DocsConcepts
Synthetic data
How seedkit decides what to put in each column — the layered generator stack, deterministic PRNG, and what makes the data "realistic."
Seedkit's data generator is a layered strategy: cheap, deterministic heuristics first; LLM prompts only where they add value. Per column, we pick the highest-fidelity generator that applies.
The generator stack
For each column, generators are tried in this order. The first one that applies wins:
- Typed-name match. If the column name is an exact match for a known semantic type (
email,phone,iso_country,currency,iban,bic,slug), use the matching generator directly. Cheap, deterministic, no model call. - Type-shape inference. For
jsonb,array,enum, and other structured types, infer a shape from the surrounding schema and generate structurally-valid values. - Domain LLM prompt. For free-text and ambiguous columns, prompt the model with the table name, column name, sibling-column context, and (if set) the
--scopehint. The model returns a small batch of values; we shuffle them with the per-seed PRNG and assign. - FK lookup. Foreign-key columns sample from already-inserted parent rows, in topo-sorted order.
Determinism
Sampling uses a per-seed PRNG (xoroshiro128+ with a seed derived from the seed name). Two runs with the same seed name and schema produce byte-identical inserts. There's no model temperature roulette, no "regenerate to get something usable."
seedkit new --prompt "saas crm" --seed crm-demo
seedkit new --prompt "saas crm" --seed crm-demo
# Same rows. Same order. Same bytes.
See Determinism for the full guarantee.
What "realistic" means
- Names look like names — locale-aware when
--scopeindicates locale (German addresses look German, Japanese names look Japanese). - Emails end in plausible domains and match the org/company context (a user at "Aventar" gets
priya@aventar.co, notpriya@example.com). - Money fields follow the relevant currency, and distributions look log-normal-ish (lots of small transactions, a long tail).

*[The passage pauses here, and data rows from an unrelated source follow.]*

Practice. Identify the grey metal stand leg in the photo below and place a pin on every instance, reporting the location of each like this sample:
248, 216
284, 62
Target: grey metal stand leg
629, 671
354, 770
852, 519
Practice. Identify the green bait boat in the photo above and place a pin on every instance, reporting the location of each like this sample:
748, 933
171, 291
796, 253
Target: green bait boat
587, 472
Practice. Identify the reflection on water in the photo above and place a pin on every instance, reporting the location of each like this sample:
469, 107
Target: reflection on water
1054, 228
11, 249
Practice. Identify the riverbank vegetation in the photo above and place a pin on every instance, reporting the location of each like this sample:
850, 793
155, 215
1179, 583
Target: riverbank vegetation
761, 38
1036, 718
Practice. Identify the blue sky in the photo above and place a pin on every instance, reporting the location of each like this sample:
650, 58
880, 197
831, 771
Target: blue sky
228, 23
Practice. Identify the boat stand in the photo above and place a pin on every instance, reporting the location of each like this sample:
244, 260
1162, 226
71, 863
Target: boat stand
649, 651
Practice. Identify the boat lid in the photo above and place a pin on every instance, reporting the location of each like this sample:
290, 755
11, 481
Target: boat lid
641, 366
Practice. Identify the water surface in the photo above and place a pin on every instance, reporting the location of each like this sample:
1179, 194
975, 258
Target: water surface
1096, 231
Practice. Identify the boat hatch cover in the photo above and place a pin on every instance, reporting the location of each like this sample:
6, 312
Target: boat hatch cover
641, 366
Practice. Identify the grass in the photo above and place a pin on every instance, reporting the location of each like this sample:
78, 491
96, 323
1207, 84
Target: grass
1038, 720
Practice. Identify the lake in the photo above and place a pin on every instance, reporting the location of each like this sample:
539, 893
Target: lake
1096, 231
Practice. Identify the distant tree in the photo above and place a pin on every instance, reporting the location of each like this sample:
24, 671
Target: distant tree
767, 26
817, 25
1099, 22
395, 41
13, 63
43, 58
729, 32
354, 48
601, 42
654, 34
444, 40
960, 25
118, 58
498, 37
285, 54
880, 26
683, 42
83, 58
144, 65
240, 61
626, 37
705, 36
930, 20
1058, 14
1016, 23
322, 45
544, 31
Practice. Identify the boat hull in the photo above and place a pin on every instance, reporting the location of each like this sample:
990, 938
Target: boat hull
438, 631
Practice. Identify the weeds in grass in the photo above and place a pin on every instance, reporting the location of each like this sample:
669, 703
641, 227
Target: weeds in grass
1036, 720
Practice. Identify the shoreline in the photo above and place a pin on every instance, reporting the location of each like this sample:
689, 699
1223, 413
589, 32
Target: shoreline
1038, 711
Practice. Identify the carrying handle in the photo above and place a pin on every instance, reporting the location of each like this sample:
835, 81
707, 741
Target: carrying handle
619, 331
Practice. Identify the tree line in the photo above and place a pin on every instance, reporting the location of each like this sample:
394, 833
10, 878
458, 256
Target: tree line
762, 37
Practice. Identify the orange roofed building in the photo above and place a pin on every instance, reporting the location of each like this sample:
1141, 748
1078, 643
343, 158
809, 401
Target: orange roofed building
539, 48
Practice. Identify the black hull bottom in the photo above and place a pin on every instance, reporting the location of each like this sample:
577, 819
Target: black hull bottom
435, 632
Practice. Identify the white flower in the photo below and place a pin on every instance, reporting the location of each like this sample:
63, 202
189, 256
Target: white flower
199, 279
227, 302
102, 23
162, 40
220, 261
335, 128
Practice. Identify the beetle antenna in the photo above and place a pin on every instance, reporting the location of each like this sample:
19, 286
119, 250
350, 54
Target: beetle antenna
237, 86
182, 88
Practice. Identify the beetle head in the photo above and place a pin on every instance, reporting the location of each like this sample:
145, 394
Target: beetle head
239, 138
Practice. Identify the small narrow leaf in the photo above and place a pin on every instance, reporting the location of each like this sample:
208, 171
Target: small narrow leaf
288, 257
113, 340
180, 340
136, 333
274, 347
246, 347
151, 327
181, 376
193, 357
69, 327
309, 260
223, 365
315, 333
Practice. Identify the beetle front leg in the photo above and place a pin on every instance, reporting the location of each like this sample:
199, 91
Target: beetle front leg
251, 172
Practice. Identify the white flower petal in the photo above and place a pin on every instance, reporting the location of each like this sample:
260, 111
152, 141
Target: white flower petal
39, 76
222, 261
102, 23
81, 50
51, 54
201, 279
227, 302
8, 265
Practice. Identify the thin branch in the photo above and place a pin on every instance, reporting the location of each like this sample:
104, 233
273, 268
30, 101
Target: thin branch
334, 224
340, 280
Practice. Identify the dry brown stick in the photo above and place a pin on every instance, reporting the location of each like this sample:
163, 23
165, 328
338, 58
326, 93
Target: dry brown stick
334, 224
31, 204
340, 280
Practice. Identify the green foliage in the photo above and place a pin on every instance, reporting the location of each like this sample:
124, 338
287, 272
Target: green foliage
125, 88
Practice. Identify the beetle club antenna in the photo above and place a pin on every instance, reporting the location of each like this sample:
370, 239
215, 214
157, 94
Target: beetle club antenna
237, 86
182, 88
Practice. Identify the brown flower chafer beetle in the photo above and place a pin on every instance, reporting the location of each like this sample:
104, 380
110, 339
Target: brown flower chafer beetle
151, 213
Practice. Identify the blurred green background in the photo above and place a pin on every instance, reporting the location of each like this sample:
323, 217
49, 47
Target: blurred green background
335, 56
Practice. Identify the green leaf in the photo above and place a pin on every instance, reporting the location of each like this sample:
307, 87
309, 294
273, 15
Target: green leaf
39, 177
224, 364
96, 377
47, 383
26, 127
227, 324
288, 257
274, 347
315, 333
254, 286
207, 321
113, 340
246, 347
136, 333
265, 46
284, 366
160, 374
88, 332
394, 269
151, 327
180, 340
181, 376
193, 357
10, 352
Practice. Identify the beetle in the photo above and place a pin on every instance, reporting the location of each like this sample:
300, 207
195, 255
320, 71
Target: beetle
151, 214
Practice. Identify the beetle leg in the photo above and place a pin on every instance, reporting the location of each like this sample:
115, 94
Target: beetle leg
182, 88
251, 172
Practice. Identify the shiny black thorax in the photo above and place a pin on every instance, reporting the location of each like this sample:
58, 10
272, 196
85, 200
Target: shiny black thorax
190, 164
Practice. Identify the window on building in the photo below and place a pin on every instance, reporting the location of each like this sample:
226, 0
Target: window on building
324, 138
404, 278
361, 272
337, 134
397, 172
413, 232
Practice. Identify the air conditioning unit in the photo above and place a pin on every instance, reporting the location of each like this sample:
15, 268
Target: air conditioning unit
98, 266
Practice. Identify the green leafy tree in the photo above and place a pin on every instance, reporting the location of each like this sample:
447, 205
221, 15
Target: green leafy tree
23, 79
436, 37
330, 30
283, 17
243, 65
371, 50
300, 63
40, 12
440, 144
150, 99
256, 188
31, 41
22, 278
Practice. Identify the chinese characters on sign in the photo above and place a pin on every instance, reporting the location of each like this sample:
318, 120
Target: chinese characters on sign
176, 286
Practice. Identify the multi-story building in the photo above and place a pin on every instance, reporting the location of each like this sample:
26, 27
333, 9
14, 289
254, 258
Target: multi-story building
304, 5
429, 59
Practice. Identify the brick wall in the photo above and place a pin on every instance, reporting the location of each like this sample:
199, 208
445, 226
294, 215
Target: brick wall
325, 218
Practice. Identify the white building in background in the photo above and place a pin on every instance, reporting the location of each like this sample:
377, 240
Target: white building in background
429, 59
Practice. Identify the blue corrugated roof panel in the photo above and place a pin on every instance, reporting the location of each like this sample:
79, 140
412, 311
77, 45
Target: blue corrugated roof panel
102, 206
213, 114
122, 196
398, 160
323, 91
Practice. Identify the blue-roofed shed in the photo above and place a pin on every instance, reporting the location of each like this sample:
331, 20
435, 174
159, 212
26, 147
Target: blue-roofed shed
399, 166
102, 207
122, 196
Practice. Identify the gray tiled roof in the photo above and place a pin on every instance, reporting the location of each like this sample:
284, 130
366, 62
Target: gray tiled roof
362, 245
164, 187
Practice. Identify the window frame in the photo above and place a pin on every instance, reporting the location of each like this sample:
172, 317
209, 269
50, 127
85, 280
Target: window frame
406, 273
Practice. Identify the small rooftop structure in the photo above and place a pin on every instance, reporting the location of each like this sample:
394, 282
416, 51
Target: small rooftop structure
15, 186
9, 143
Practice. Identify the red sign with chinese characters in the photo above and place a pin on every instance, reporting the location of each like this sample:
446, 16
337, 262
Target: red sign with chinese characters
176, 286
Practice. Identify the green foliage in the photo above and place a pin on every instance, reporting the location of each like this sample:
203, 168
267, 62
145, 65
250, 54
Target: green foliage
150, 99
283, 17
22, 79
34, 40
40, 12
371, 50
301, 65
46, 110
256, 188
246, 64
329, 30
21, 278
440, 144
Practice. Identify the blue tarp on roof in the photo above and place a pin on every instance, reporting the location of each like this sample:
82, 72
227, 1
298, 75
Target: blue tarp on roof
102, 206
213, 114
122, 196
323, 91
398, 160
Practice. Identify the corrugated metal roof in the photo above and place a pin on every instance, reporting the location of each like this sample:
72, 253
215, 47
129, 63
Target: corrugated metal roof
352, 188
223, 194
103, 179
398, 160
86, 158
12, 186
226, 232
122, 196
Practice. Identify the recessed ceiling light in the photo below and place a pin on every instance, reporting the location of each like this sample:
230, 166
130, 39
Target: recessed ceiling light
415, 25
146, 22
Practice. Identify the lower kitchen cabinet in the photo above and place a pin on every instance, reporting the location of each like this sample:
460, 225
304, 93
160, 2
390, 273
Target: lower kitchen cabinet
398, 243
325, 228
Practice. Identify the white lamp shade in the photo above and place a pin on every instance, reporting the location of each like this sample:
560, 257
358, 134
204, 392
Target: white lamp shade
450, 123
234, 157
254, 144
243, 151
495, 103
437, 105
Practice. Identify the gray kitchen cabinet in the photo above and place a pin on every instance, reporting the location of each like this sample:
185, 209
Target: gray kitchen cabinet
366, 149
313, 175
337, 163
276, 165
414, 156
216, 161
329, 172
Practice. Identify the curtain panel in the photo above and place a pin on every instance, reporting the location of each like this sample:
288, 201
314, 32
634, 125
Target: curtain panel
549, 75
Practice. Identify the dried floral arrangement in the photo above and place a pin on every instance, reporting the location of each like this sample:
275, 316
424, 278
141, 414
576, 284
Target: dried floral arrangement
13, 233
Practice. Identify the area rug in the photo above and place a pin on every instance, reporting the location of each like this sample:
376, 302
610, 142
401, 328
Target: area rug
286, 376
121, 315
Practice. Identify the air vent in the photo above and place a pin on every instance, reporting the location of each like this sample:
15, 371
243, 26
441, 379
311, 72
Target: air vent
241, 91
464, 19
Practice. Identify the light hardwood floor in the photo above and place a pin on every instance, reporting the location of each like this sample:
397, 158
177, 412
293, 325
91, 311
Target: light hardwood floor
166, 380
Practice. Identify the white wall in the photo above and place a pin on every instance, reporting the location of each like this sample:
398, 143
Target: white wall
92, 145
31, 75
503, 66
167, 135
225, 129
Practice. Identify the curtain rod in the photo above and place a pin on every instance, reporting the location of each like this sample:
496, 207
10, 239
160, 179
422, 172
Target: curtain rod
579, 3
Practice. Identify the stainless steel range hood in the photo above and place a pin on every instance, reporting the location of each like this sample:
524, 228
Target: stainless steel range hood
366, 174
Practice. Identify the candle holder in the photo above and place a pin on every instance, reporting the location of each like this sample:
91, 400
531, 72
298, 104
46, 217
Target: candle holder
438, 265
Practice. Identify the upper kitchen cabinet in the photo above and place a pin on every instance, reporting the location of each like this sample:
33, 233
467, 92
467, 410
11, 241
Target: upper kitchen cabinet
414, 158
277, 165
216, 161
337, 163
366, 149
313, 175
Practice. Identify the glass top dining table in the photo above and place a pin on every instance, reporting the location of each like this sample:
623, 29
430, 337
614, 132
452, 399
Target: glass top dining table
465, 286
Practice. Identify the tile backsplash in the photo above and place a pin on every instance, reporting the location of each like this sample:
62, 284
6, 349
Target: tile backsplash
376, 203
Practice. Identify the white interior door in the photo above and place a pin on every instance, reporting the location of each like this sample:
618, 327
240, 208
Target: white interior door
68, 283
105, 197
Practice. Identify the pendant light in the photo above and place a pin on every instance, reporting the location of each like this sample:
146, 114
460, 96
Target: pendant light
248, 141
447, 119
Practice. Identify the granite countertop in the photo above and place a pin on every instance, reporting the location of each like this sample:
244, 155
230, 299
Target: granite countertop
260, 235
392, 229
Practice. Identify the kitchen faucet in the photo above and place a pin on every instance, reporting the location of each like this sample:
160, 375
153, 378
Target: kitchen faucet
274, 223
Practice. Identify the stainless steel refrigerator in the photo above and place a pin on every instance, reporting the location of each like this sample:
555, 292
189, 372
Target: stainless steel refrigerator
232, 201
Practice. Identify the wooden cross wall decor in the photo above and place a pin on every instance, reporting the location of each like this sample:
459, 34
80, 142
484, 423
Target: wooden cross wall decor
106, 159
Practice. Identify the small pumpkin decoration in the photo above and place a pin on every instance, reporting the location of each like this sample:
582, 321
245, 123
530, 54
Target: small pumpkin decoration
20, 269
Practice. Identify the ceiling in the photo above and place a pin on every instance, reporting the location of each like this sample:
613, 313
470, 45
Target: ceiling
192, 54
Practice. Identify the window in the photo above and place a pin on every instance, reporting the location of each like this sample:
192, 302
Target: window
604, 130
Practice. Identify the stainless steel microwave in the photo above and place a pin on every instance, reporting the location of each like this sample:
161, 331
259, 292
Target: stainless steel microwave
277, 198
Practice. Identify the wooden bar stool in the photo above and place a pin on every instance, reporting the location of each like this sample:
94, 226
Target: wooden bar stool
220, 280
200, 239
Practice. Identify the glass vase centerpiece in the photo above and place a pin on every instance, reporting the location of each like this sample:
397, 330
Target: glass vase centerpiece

- Free-text fields don't say
lorem ipsum. They say whatever is contextually plausible — for a CRM they're notes about deals; for fintech they're transaction memos.
What it isn't
- It's not LLM-only. Most columns never see a model call. That's why it's fast and cheap.
- It's not pure heuristics. The model fills in where rule-based generators would produce obvious junk.
- It's not differentially-private synthetic data — we don't take a real dataset as input. If you need that, see Snaplet's open-source code for a different approach.